Due to the NDA with the client, the case study explains the problems solved by DevriX and our process breaking the business requirements into technical components and software architecture without sharing brand names and URLs.
We were contacted by a designer working as a consultant for an international bank in order to build the credit calculators for their main website. Prior to that customers had to use complex formula in order to manually calculate the final amount of the loan to be returned and interest rates over time. When compound interest is involved, it gets significantly more complicated to sort out the payment terms over time.
Our Business Process
Our contract started in the end of November. Due to the coming holidays in December (banks are often with more days off than private companies) we had several meetings and calls with the financial department in the headquarters, and a conference call with the technical lead who was leaving on a business trip for several weeks.
The financial department presented us with a list of formulas used for their calculations, and an overview of the calculators to be built.
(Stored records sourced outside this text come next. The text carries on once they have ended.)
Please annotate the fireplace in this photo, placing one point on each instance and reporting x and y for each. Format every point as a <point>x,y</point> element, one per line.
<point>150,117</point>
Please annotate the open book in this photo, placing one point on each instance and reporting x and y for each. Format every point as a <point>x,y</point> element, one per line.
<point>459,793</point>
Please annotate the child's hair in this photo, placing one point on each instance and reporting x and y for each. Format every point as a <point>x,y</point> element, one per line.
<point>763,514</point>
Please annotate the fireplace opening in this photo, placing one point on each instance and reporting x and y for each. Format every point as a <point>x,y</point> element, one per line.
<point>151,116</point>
We had to build several different loan calculators for various use cases such as buying real estates or applying for a business loan, each having specific constraints in terms of amount and duration, and different payment terms.
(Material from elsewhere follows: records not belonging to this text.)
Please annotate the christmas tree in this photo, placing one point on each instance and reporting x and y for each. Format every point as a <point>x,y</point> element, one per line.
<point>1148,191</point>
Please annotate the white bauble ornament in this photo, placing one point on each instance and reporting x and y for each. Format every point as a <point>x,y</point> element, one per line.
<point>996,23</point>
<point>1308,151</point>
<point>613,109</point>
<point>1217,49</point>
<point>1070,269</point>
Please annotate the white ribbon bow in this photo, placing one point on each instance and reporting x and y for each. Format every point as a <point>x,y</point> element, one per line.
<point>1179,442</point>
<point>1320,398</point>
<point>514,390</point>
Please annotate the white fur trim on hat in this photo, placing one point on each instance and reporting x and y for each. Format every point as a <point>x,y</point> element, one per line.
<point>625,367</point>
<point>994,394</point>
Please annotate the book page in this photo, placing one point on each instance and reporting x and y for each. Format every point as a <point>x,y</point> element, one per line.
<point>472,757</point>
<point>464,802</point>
We went over various use cases for applications by people and companies in order to determine the different fees and the general process applying for all loans in order to establish the generic platform.
In order to validate our results, we asked for 20 different spreadsheets listing specific loans. This was our base for determining additional fees and edge cases, as well as comparing our formula implementation based on different criteria.
Contracting Financial Analysts
One of our engineers was in charge of implementing the formula in the financial engine used for calculating the complete plans. The mathematical equations were extremely complicated, which is why we hired three financial analysts who were responsible for breaking down the formulas.
We managed the process internally and compared the results provided by the three contractors and our engineer. One of the contractors provided a solution with minor mistakes as compared to the other analysts. We focused on the detailed solutions by the other two contractors and managed to reproduce the results with different input combinations, so we set that as the base in our algorithm.
One of the main technical challenges was dealing with dates. Most interest fees were calculated based on several input parameters, such as: days in a month, number of business days, remaining interest amount (deducted over time), and several other arguments. In addition to having annual fees deducting this number over time, leap years and edge cases such as contracts started on December 31st, covering all use cases without introducing regressions to the main edges was challenging, and required a lot of attention and careful investigation of the presented results.
The final solution looks like this:
We built a beta of the engine and presented it to the bank staff. While some of their test results validated successfully, we received a number of invalid records with slight changes in terms of total amounts or annual taxes.
We encountered three different aspects that were not implemented in our beta engine:
- some algorithms required initial payment that changed the rest of the calculations
- some fees are applied annually, or every 3 years. We went over the long contracts for each calculator and adjusted the engine
- there were certain mathematical approximations that didn’t correspond to the mathematical rounding, but were included in the bank policy. Based on that our original engine resulted in slightly lower total amount to be paid
Our team got back to adjusting the financial engine in order to produce a working engine. We had a few emails back and forth asking for more test cases that let us isolate the specific scenarios. In a few weeks we implemented the final solution that successfully covered the original test cases and the new reports falling in the three categories above.
During the process we built a simplified version of the engine written in Python that included several layers of debugging toolkit libraries that allowed us to validate the script with the case studies and break on each step that didn’t correspond to the reports from the bank. This was essential to the development process as it saved us time and provided a second version of our engine that we could use for validating our results as well.
During the development process we did not have access to their original internal solution which was denied for security reasons.
Our online calculators have been deployed online and are successfully used by existing and potential customers of the bank. This has increased the percentage of customers applying for loans, and the customer satisfaction levels due to the lack of “hidden fees” given the transparent calculator available online.
A month after the solution has been accepted, a senior manager contacted us and purchased an unlimited license that allowed the bank to deploy that platform internally, as our solution was significantly faster and easier to use than their internal system.